Preisgeld der PSA durchbricht erstmals Grenze von 13,5 Millionen US-Dollar
- 08.08.2026, 11:52
- Von: Lennard Jessen
Leeds – Die Professional Squash Association (PSA) hat bekannt gegeben, dass die Spielerinnen und Spieler in der Saison 2025/26 um ein Rekordpreisgeld von insgesamt 13.539.335 US-Dollar gespielt haben. Dies entspricht einem Anstieg von 8 % gegenüber der Vorsaison und ist die fünfte Saison in Folge mit einem Anstieg des Preisgeldes seit der COVID-19-Pandemie.
Bei den Herren wurden 7.049.082 US-Dollar an Preisgeldern ausgeschüttet, 6,5 % mehr als in der Vorsaison. Bei den Damen belief sich die Summe auf 6.490.253 US-Dollar, was einem Anstieg von 9,7 % entspricht.

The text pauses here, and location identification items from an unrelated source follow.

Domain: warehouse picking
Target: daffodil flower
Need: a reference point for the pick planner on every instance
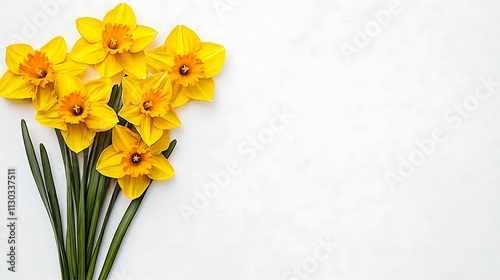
(80, 111)
(146, 105)
(115, 44)
(191, 64)
(31, 73)
(133, 162)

Ägyptisches Duo ganz vorne in den Verdienstlisten 2025/2026
Ein Duo aus Ägypten führt die Verdienstlichen bei Damen und Herren an: Die derzeitige Weltranglisten-1. Hania El Hammamy, steht mit einem Preisgeld von 402.127 US-Dollar ganz vorne. Für sie ist es gleichzeitig das erste Mal, dass sie an der Spitze dieser Liste steht. Bei den Herren verteidigte der aktuelle Welltmeister und Weltranglisten-1. Mostafa Asal mit 423.586 US-Dollar in dieser Spielzeit seine Spitzenposition.
Das durchschnittliche Preisgeld der Top 10 bei den Herren und Damen belief sich auf 214.423 US-Dollar – ein Anstieg von 16,7 % gegenüber der Vorsaison.

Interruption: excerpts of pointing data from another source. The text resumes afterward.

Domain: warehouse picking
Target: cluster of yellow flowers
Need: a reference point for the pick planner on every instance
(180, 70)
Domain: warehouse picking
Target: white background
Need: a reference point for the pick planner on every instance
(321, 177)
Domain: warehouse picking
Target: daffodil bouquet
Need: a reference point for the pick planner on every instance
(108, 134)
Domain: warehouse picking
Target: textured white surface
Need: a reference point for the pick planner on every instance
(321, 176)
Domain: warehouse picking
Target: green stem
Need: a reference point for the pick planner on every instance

Turnierrekordanzahl und sieben neue Länder erstmals dabei
Die Saison 2025/26 verzeichnete zudem eine Rekordzahl an Turnieren: Insgesamt wurden 1.297 Veranstaltungen auf der PSA Squash Tour ausgetragen. Das entspricht einem Anstieg von 28,5 % gegenüber der Vorsaison. Maßgeblich dafür war vor allem das Wachstum auf Challenger-, Satellite- und Federation-Ebene, wodurch die Zahl der Spielmöglichkeiten weiter zunahm.

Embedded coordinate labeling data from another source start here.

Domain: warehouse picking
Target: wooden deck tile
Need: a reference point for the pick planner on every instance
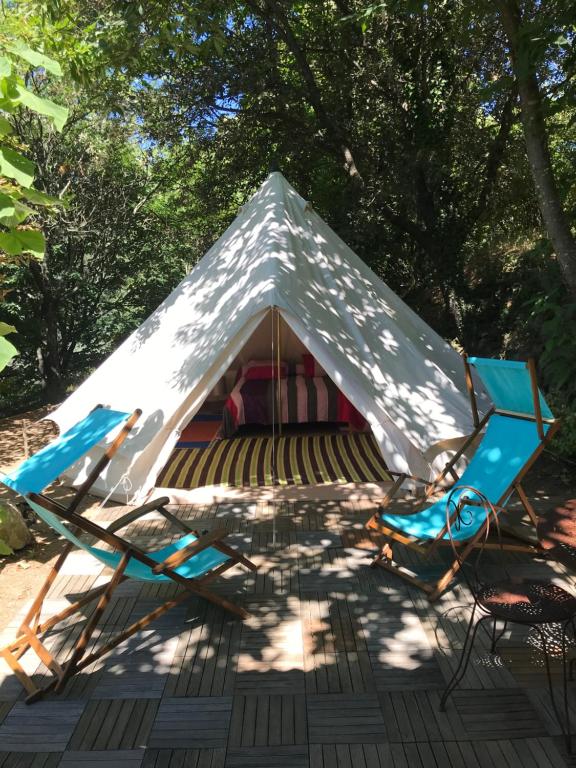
(103, 759)
(497, 714)
(206, 656)
(268, 757)
(271, 649)
(260, 721)
(184, 758)
(199, 723)
(335, 718)
(29, 759)
(119, 725)
(5, 707)
(45, 727)
(138, 668)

Die PSA-Saison umfasste weltweit 744 Herren- und 553 Damenturniere. Insgesamt richteten 81 Länder ein Weltranglistenturnier aus. Gleich sieben Ländern feierten dabei eine Premiere: Uganda, Sambia, Südkorea, Samoa, Litauen, Usbekistan und Kasachstan waren erstmals überhaupt dabei.
Im Verlauf der Saison fanden 78 World Events statt. Dazu kamen 252 Challenger-, 967 Satellite- und Federation Events statt.
Statement von PSA-Geschäftsführer Alex Gough
„Die Saison 2025/26 hat bei den Spielervergütungen, der Turnieranzahl und der weltweiten Reichweite Rekordzahlen erzielt. Damit bauen wir weiter auf der Dynamik auf, die der professionelle Squashsport derzeit erlebt“, sagte PSA-Geschäftsführer Alex Gough.
„Eine zentrale Säule unserer strategischen Vision besteht darin, für unsere Athletinnen und Athleten größere finanzielle Anreize zu schaffen und die Spielmöglichkeiten auf allen Ebenen zu erhöhen. Diese Zahlen zeigen, dass wir in diesem Bereich Fortschritte machen.
Wir haben uns außerdem sehr darüber gefreut, dass in der vergangenen Saison sieben neue Gastgeberländer Teil der PSA Squash Tour wurden. Dies ist ein klares Zeichen dafür, dass die weltweite Attraktivität des Squashsports weiter zunimmt – insbesondere im Vorfeld der Olympischen Spiele 2028 in Los Angeles. Wir freuen uns darauf, in den kommenden Spielzeiten auf diesem Erfolg aufzubauen.“
Sportwerk Hamburg Open 2026 höchstdotiertes Turnier in Deutschland
Die mit 133.000 US-Dollar dotierten Sportwerk Hamburg Open (15. - 19. April 2026, Kategorie: PSA-Bronze-Event, jeweils 66.500 US-Dollar für Damen und Herren) waren das höchstdotierteste Turnier in der zurückliegenden Spielzeit in Deutschland. Bei den Damen trug sich die Engländerin Jasmine Hutton in die Liste der Siegerinnen ein. Bei den Herren setzte sich der Ägypter Ali Abou Eleinen durch.